Son las seis y media de la tarde y empiezo la tercera clase del día. He explicado tantas veces esta asignatura y la he meditado desde hace tantos años que hasta me permito el lujo de exponer opiniones personales confrontándome vanidosamente con “otros” ilustres teólogos.
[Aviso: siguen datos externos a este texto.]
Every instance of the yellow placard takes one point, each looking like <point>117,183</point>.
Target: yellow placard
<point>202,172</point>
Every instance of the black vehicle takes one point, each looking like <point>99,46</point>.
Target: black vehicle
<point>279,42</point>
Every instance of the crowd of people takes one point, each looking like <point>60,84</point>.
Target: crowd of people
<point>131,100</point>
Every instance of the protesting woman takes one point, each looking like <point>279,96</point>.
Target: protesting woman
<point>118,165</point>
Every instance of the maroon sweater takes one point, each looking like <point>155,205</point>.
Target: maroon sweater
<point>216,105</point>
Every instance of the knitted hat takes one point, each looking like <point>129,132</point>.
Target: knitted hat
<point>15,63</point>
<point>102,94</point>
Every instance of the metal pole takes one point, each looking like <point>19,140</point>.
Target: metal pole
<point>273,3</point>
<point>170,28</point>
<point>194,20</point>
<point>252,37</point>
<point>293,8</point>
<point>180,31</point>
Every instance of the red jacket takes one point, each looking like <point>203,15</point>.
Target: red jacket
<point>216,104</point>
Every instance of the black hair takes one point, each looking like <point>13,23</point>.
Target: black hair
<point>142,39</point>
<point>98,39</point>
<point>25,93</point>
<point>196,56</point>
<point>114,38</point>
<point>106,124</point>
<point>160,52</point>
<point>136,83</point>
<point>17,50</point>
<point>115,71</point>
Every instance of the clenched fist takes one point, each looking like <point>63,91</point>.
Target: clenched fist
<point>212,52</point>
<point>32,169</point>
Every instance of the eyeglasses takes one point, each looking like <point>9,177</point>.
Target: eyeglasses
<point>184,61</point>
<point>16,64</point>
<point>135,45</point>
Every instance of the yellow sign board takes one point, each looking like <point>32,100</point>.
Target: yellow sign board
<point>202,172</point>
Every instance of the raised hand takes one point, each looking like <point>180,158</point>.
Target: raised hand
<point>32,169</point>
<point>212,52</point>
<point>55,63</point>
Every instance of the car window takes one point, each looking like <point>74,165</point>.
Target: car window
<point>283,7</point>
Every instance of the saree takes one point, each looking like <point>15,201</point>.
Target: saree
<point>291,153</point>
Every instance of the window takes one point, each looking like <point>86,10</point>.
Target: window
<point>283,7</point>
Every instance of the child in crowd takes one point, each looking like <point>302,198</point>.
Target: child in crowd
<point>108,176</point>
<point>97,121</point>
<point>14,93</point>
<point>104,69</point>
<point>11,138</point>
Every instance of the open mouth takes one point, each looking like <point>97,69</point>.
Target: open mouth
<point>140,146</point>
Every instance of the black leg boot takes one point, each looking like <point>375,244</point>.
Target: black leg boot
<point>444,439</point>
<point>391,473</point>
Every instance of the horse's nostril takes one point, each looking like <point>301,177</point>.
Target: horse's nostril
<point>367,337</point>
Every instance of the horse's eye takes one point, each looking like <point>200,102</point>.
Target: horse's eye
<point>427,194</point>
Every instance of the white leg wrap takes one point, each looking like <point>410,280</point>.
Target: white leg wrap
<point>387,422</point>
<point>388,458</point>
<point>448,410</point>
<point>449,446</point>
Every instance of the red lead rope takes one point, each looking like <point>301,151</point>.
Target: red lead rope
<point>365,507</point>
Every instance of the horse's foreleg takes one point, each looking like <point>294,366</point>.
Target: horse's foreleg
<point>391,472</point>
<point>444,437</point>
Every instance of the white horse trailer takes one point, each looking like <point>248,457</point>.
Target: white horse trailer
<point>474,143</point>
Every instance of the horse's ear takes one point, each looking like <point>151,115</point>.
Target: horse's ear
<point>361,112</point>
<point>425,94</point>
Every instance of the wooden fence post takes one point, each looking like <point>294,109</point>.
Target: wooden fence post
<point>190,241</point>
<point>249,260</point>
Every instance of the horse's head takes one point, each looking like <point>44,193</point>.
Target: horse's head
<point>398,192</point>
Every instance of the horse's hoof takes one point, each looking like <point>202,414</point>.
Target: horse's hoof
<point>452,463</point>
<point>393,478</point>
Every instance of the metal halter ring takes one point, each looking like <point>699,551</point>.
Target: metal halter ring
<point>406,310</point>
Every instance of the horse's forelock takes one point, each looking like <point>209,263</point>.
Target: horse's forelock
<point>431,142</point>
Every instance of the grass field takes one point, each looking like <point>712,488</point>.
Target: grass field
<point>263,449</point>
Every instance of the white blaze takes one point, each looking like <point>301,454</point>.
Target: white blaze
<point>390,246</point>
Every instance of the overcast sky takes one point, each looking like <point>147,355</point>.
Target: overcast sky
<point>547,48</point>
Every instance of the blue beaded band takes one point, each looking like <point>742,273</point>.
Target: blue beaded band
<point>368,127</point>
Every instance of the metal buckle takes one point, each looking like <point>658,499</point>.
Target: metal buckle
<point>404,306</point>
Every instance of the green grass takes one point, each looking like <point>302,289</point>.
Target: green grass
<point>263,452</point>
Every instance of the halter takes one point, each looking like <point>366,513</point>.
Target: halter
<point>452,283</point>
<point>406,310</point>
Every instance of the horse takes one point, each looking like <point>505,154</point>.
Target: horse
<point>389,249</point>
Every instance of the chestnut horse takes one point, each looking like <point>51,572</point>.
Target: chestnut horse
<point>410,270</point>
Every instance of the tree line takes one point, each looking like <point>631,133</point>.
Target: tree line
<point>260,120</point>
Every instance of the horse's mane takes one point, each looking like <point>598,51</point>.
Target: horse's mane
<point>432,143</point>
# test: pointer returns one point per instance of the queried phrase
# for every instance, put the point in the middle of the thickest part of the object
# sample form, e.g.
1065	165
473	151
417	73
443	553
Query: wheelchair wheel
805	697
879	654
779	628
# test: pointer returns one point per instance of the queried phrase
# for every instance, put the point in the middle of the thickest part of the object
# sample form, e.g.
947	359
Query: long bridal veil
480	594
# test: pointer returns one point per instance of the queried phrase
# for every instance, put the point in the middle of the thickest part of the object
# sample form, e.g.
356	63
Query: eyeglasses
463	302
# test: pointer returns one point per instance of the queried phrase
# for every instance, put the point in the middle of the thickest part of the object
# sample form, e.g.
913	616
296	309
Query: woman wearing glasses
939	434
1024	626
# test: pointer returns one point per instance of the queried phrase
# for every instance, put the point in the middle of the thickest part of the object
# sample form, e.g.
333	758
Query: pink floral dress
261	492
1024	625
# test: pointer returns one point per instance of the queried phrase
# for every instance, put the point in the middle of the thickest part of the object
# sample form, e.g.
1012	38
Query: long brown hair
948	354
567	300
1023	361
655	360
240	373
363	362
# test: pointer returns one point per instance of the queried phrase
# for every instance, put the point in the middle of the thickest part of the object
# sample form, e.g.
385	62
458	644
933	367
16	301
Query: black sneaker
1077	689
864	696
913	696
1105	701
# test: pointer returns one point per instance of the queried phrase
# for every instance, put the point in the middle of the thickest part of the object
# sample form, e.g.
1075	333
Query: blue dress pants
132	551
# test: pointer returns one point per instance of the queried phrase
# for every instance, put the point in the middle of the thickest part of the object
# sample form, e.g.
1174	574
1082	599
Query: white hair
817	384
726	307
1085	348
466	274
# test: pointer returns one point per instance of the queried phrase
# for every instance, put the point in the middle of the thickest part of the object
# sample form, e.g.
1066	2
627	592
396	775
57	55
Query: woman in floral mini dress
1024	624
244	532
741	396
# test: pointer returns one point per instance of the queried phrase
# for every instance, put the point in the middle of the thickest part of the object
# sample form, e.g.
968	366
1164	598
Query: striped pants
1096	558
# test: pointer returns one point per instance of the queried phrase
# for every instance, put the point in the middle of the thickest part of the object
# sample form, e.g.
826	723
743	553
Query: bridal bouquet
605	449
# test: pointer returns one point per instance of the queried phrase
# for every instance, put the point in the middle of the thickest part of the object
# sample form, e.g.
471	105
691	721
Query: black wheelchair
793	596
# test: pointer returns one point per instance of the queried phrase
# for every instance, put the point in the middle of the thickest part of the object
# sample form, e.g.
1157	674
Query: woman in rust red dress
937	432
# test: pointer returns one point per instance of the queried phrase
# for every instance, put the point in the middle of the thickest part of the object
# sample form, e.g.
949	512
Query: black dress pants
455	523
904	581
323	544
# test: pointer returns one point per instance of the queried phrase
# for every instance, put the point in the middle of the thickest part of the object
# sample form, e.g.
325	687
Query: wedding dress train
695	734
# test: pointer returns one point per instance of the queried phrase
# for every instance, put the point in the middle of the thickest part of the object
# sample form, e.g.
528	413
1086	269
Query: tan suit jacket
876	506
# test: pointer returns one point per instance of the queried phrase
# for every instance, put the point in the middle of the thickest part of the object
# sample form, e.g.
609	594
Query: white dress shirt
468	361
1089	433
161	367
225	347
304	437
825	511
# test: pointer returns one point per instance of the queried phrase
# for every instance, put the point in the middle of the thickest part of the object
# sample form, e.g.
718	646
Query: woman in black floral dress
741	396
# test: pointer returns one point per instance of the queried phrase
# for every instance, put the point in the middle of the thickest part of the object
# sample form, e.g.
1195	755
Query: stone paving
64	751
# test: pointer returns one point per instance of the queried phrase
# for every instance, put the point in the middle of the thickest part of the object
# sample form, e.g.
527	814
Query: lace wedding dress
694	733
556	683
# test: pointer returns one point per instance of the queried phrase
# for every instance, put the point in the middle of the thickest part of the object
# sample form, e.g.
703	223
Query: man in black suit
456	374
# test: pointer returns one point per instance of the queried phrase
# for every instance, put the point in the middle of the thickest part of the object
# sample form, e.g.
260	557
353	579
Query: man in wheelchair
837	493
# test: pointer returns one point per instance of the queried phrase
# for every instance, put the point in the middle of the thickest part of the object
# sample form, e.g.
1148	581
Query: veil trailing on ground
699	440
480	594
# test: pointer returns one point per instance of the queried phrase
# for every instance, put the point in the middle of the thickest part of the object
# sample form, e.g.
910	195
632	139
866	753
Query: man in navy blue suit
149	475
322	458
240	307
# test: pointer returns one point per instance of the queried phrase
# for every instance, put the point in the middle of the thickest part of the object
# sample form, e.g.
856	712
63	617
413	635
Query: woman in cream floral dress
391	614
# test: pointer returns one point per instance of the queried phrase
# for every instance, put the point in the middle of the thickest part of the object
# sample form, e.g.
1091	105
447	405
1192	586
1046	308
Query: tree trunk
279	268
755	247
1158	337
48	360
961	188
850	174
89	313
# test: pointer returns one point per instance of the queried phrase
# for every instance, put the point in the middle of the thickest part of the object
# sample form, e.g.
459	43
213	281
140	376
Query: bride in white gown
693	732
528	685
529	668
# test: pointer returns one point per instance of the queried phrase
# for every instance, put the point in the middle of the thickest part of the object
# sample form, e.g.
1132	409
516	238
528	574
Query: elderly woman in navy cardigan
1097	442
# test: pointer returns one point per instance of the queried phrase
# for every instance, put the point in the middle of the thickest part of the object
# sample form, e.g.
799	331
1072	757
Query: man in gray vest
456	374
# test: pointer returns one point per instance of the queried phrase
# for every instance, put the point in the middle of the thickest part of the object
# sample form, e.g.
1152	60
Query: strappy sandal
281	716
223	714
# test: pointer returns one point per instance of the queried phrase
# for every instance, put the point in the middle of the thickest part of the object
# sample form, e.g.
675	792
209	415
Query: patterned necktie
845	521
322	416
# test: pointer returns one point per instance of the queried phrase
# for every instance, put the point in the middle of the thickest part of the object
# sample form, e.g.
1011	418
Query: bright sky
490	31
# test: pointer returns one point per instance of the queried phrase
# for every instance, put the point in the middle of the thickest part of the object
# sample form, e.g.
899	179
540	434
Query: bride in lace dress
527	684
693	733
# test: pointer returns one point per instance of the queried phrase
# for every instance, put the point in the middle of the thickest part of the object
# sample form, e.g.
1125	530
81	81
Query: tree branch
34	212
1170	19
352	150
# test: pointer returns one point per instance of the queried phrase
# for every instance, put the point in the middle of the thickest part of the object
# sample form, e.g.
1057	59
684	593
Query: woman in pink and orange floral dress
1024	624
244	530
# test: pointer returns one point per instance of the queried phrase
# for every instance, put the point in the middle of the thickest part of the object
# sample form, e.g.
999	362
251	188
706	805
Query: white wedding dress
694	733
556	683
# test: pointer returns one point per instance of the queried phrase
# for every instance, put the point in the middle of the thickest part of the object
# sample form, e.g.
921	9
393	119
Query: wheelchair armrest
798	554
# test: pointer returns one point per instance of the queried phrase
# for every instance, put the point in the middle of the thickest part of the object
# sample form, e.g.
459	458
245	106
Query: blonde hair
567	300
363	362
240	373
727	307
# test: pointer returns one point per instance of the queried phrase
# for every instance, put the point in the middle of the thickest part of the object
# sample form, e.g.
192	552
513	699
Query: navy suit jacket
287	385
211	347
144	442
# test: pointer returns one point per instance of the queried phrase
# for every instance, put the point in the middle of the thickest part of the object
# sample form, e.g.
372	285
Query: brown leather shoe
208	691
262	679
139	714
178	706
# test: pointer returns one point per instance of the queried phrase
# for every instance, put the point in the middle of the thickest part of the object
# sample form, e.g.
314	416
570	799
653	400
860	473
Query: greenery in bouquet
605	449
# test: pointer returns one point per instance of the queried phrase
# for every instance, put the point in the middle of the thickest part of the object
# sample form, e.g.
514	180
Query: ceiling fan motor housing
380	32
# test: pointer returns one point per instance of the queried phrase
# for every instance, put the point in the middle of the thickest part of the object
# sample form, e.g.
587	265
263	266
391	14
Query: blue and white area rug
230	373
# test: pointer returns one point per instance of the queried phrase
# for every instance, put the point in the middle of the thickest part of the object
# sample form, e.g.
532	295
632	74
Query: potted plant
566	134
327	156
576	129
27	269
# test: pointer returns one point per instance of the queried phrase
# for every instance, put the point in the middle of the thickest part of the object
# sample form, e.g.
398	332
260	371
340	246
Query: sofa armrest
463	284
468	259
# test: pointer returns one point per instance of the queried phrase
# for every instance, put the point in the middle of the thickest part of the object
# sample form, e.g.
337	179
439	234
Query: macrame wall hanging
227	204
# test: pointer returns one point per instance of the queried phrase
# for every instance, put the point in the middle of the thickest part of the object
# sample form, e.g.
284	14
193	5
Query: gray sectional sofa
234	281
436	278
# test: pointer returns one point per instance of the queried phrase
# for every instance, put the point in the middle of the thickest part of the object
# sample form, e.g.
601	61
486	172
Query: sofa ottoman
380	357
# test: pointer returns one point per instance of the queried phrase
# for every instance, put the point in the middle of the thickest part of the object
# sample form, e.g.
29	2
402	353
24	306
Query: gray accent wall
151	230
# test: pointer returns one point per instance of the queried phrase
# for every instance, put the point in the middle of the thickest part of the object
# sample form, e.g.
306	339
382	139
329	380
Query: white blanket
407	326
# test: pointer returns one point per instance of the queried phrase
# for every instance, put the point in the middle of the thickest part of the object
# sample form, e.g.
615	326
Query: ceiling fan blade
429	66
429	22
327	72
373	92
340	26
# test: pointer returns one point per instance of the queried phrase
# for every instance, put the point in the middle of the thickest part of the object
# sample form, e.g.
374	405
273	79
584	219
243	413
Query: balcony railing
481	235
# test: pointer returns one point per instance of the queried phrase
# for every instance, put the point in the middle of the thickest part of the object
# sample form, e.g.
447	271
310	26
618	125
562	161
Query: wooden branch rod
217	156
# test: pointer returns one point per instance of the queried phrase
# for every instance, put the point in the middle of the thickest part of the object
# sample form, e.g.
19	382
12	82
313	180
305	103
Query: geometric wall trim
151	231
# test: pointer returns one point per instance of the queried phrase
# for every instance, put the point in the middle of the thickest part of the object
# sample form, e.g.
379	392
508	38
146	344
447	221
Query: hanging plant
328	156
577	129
Las alumnas atienden sin pestañear durante cuarenta y cinco minutos, y, por momentos, tengo la impresión de ser un director de orquesta capaz de arrancar una sonrisa en el segundo preciso o de mover al unísono los bolígrafos de las que toman notas.
Al acabar ―siempre lo hago con una broma― rezo un avemaría mirando a la imagen que hay en la pared, pero estoy distraído; pienso en las tres clases de mañana, en como ordenar lo mucho que aún me queda por exponer.
Camino del confesonario paso por mi despacho para dejar los papeles y beber un vaso de agua. Me siento tontamente satisfecho.
Junto al escritorio hay una imagen de la Virgen muy pequeña. La saludo como siempre, y de pronto me entra una vergüenza de tamaño regular al comprobar que estoy feliz como un pavo real. Y recuerdo aquel punto de Camino ―el más breve de todos― que sólo tiene cuatro palabras: ¿Tú..., soberbia? —¿De qué? Como es el punto 600, hace años lo pegué en el salpicadero del 600 que manejaba por entonces, para recordar a mi bólido que no debía jugar a ser Ferrari, y para recordarme a mí que estaba muy lejos de parecerme a Fitipaldi.
Voy hacia el confesonario. El día ha resultado húmedo y, al cruzar el patio, compruebo que una llovizna aún más fina que el sirimiri de mi tierra revolotea en el aire y me refresca la sesera.
PD. Esto ha quedado demasiado "personal". Por tanto no admitiré muchos comentarios.